Un instante le había bastado para borrar las manchas de sus brazos y de su rostro, y para comunicar a sus cabellos, negros aún, la forma más aristocrática, y cambiar completamente de traje.

Ya no era el obrero de manos negras y de cabellos aplanados, de zapatos manchados de barro, de pantalones de pana muy tosca y de camisa de lienzo crudo.

Era el señor elegante que dos veces ya hemos presentado a nuestros lectores, en José Bálsamo, primeramente, y después en El Collar de la Reina.

Su traje, cubierto de bordados, y sus manos cuajadas de brillantes, contrastaban con el traje negro de Gilberto, y el simple anillo de oro, regalo de Washington, que ostentaba en el dedo.

Cagliostro se adelantó con expresión alegre y risueña y ofreció sus manos a Gilberto. Este se precipitó para estrecharlas.

—¡Querido maestro! —exclamó.

—¡Oh! —repuso Cagliostro sonriendo—, habéis hecho, amigo mío, tales progresos desde la última vez que nos vimos, sobre todo en filosofía, que hoy sois vos el maestro y yo apenas digno de ser el discípulo.

—Gracias por el cumplido —contestó Gilberto—; mas suponiendo que hubiese hecho grandes progresos, ¿cómo lo sabéis, haciendo ya ocho años que no nos vemos?

—¿Creéis, pues, querido doctor, que sois uno de esos hombres que se olvidan porque se ha dejado de verlos? Cierto que han transcurrido ocho años sin saber que hacíais; pero casi podría deciros, día por día, en qué os habéis ocupado durante este tiempo.

—¡Oh!, parece imposible.

—¿Dudáis siempre de mi doble vista?

—Ya sabéis que yo soy matemático.

—Es decir, incrédulo… Vamos, pues: habéis venido la primera vez a Francia, llamado por vuestros asuntos de familia; nada tengo que ver con ellos, y de consiguiente…

—No —replicó Gilberto creyendo confundir a Cagliostro—, decid lo que sepáis.

—Pues bien, esta vez se trataba para vos de ocuparos de la educación de vuestro hijo Sebastián, y de ponerle en el colegio en una pequeña ciudad situada a dieciocho o veinte leguas de París. También deseabais arreglar negocios con vuestro arrendatario, un buen hombre que retenéis en París contra su voluntad, y al que, por mil razones, le convendría mucho estar con su mujer.

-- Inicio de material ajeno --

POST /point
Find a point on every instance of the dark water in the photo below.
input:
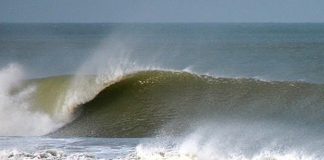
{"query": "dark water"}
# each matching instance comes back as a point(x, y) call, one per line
point(198, 91)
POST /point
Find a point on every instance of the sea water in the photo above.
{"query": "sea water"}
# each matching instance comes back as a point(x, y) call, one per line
point(216, 91)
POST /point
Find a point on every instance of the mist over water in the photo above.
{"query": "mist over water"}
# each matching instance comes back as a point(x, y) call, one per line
point(202, 91)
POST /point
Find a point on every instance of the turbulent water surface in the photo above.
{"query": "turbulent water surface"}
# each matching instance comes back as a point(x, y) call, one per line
point(162, 91)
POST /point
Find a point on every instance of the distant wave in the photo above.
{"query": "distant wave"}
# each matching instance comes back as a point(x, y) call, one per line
point(142, 103)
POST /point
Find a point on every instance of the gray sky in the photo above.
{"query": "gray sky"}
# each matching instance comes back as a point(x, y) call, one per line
point(161, 10)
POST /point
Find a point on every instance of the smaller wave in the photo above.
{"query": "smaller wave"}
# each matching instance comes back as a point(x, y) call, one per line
point(46, 154)
point(16, 115)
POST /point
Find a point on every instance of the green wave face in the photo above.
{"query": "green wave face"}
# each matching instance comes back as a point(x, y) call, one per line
point(149, 102)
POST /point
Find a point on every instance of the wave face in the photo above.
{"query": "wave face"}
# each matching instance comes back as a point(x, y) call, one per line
point(147, 103)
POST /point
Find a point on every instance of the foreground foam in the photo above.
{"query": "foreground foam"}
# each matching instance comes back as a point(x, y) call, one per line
point(46, 154)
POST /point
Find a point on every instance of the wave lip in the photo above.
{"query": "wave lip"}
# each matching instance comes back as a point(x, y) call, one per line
point(145, 103)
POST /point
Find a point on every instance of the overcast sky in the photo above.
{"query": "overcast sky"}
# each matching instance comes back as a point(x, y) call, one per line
point(161, 10)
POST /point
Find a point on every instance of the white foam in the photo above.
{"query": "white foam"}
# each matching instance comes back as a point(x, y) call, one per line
point(46, 154)
point(16, 116)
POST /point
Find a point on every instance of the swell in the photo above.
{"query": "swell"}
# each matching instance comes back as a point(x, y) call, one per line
point(148, 102)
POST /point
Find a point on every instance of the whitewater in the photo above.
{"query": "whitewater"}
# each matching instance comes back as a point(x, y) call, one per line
point(159, 92)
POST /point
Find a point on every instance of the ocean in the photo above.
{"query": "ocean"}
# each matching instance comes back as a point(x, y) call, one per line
point(160, 91)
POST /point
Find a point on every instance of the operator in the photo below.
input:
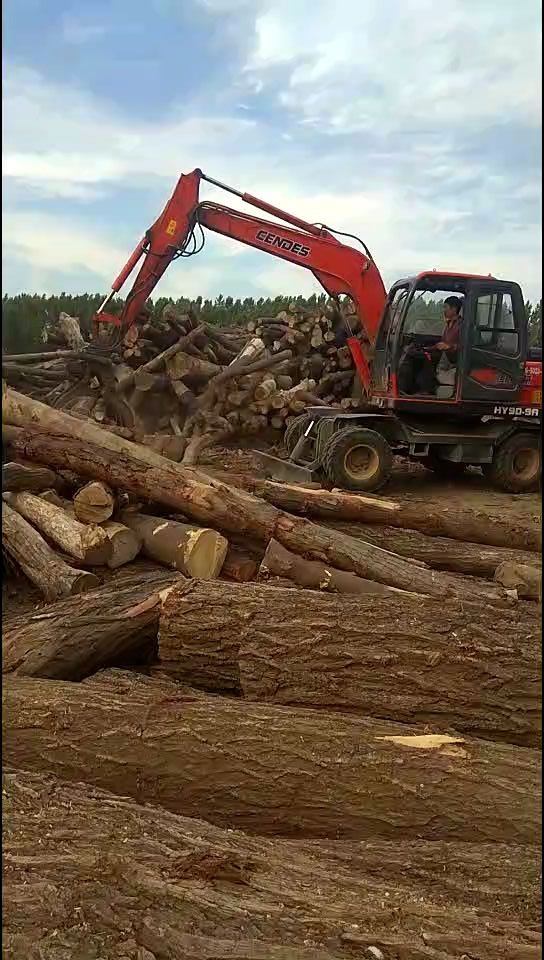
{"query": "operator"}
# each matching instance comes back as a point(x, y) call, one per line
point(450, 336)
point(448, 345)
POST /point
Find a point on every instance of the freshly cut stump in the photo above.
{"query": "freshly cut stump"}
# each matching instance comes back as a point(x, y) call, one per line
point(273, 770)
point(194, 551)
point(147, 880)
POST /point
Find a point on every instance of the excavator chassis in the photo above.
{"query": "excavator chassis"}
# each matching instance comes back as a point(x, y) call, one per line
point(452, 445)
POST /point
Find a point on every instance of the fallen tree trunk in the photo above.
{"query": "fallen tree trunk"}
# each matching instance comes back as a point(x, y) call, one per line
point(74, 637)
point(395, 657)
point(279, 562)
point(89, 544)
point(440, 553)
point(272, 770)
point(114, 856)
point(446, 522)
point(27, 476)
point(43, 567)
point(194, 551)
point(94, 452)
point(94, 503)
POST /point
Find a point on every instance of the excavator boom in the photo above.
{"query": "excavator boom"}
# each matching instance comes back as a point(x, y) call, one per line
point(339, 268)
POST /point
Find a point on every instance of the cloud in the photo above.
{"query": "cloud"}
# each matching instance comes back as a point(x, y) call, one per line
point(418, 133)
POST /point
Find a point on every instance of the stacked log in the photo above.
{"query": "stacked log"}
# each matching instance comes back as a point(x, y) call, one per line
point(175, 376)
point(146, 884)
point(271, 770)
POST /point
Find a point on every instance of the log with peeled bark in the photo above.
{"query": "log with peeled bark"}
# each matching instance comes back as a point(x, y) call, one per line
point(113, 855)
point(395, 657)
point(86, 543)
point(125, 544)
point(74, 637)
point(43, 567)
point(94, 503)
point(273, 770)
point(459, 524)
point(194, 551)
point(440, 553)
point(92, 451)
point(279, 562)
point(27, 476)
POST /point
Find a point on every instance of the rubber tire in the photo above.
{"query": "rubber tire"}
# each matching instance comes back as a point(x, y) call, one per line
point(500, 471)
point(338, 447)
point(294, 431)
point(444, 468)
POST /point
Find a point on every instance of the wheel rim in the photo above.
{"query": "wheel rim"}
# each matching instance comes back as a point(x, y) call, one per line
point(361, 462)
point(526, 464)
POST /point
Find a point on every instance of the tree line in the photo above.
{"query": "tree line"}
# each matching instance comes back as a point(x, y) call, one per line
point(25, 316)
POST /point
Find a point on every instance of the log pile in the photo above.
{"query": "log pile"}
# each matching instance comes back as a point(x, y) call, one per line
point(179, 384)
point(365, 707)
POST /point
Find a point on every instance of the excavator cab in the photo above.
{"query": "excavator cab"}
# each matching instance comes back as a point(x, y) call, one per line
point(486, 369)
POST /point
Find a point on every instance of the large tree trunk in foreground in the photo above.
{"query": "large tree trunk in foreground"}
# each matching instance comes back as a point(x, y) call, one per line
point(440, 553)
point(395, 657)
point(193, 551)
point(88, 544)
point(274, 770)
point(27, 476)
point(450, 522)
point(94, 503)
point(279, 562)
point(43, 567)
point(112, 856)
point(74, 637)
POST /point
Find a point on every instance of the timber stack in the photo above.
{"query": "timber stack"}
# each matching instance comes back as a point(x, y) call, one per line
point(242, 725)
point(180, 384)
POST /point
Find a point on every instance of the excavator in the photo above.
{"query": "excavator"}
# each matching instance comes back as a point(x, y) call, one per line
point(483, 409)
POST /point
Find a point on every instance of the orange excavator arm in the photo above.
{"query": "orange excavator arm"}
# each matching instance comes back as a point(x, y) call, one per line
point(178, 233)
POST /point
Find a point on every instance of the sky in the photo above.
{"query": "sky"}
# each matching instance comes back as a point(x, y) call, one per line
point(413, 125)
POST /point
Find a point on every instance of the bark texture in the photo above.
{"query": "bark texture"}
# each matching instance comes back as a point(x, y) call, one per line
point(44, 568)
point(139, 878)
point(88, 544)
point(406, 659)
point(74, 637)
point(94, 503)
point(194, 551)
point(279, 562)
point(272, 770)
point(447, 522)
point(440, 553)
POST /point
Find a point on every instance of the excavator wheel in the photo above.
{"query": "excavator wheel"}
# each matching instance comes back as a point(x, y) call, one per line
point(294, 431)
point(444, 468)
point(517, 464)
point(358, 459)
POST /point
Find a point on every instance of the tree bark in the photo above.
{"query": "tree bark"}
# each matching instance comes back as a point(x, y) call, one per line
point(94, 452)
point(524, 579)
point(94, 503)
point(399, 658)
point(222, 893)
point(434, 521)
point(74, 637)
point(194, 551)
point(88, 544)
point(125, 544)
point(27, 476)
point(279, 562)
point(48, 572)
point(273, 770)
point(440, 553)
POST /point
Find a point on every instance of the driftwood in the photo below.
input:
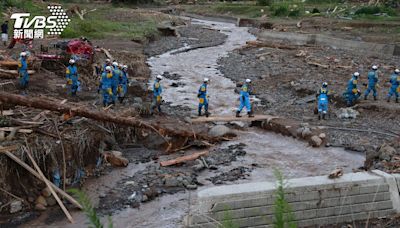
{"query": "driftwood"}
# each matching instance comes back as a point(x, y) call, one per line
point(270, 45)
point(74, 110)
point(36, 174)
point(184, 159)
point(47, 182)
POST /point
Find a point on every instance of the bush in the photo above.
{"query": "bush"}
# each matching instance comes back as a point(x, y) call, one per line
point(264, 2)
point(371, 10)
point(280, 10)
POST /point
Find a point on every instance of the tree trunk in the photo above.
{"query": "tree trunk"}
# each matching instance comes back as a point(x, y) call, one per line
point(175, 128)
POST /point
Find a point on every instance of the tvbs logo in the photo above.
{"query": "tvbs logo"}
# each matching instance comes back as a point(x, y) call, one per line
point(26, 28)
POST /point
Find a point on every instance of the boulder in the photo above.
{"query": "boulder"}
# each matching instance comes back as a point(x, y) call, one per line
point(46, 192)
point(347, 113)
point(315, 141)
point(386, 152)
point(40, 207)
point(41, 200)
point(15, 206)
point(115, 158)
point(219, 131)
point(306, 133)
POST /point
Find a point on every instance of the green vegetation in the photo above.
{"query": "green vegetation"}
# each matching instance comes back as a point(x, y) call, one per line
point(283, 216)
point(89, 210)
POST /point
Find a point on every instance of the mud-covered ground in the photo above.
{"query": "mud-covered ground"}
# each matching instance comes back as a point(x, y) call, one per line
point(286, 81)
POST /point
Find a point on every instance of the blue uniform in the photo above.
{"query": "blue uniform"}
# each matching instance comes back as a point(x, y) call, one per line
point(106, 87)
point(157, 90)
point(23, 72)
point(123, 84)
point(352, 93)
point(115, 79)
point(372, 81)
point(202, 95)
point(395, 88)
point(72, 79)
point(323, 95)
point(245, 98)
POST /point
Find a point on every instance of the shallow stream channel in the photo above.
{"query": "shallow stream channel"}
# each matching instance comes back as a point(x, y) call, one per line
point(263, 151)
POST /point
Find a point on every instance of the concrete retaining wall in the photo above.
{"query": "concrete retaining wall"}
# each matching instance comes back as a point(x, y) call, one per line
point(323, 40)
point(314, 201)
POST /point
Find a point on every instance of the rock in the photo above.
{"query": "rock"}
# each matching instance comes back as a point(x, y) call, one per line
point(15, 206)
point(316, 141)
point(347, 113)
point(51, 201)
point(137, 100)
point(46, 192)
point(306, 132)
point(40, 207)
point(386, 152)
point(239, 124)
point(171, 182)
point(191, 186)
point(145, 198)
point(130, 183)
point(41, 200)
point(115, 158)
point(219, 131)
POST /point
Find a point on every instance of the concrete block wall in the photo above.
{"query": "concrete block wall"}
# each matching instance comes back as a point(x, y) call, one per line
point(314, 201)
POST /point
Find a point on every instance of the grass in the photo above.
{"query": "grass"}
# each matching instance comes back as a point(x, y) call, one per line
point(89, 210)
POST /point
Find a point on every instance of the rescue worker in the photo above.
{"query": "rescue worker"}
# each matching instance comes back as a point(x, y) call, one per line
point(157, 99)
point(106, 85)
point(23, 70)
point(116, 75)
point(245, 99)
point(395, 88)
point(323, 100)
point(203, 100)
point(123, 83)
point(372, 82)
point(108, 63)
point(72, 78)
point(352, 93)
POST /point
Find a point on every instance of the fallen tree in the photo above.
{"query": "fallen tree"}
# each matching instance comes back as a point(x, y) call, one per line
point(176, 128)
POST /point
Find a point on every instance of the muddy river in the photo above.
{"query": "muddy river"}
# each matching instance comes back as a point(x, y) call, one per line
point(266, 150)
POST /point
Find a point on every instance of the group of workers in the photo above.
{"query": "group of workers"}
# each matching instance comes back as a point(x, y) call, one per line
point(114, 82)
point(114, 85)
point(353, 93)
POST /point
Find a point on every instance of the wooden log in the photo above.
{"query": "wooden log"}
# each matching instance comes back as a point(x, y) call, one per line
point(36, 174)
point(47, 182)
point(20, 130)
point(75, 110)
point(232, 118)
point(184, 159)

—¡A decir verdad, maestro, sois prodigioso!

—¡Oh!, esperad… La segunda vez vinisteis a Francia porque los asuntos políticos os traían, como otros muchos; además teníais ciertos proyectos, que enviasteis al rey Luis XVI, y como aún hay en vos algo del hombre viejo, y como os enorgullece más la aprobación de un monarca que tal vez la del que me precedió a mí para educaros, de Juan Jacobo Rousseau, que sería muy diferente de un rey, si viviese aún, deseabais saber qué pensaba del doctor Gilberto el nieto de Luis XIV, de Enrique IV y de San Luis. Por desgracia existía un pequeño asunto en el cual no habéis pensado; no recordabais que cierto día os encontré ensangrentado, por tener el pecho atravesado de un balazo, en una gruta de las Islas Azores, donde mi buque hacía escala por casualidad. El asunto se relacionaba con la señorita Andrea de Taverney, que había llegado a ser condesa de Charny para servir a la soberana. Ahora bien, como la Reina no podía rehusar cosa alguna a la mujer que consintió en casarse con el conde de Charny, pidió y obtuvo una orden de prisión contra vos; fuisteis detenido en el camino del Havre a París, y conducido a la Bastilla, donde aún estaríais, querido doctor, si el pueblo no la hubiese derribado. Como buen realista que sois, amigo mío, tomasteis parte en favor del Rey, y he aquí porque sois su médico. Ayer, o más bien esta mañana, habéis contribuido poderosamente a la salvación de la familia real, corriendo a despertar a ese buen hombre Lafayette, que dormía con el sueño de los justos; y hace un momento, cuando me habéis visto, creyendo que la Reina —que dicho sea de paso, os aborrece— estaba amenazada, os disponíais a escudar con vuestro cuerpo a la soberana… ¿No es así? ¿He olvidado alguna particularidad de poca importancia, como una sesión de magnetismo en presencia del Rey, y la recogida de mi cofrecillo de ciertas manos que se habían apoderado de él por mediación de cierto Paso de Lobo? Veamos, decid si he cometido algún error u olvido, porque estoy dispuesto a corregir la equivocación.

Gilberto estaba estupefacto ante aquel hombre singular que sabía preparar tan bien sus medios de efecto, que se inclinaba a creer que, semejante a Dios, tenía el don de abarcar a la vez el conjunto del mundo y sus detalles, para leer en el corazón de los hombres.

—¡Sí eso es —dijo—, y siempre sois el mágico, el hechicero, el encantador!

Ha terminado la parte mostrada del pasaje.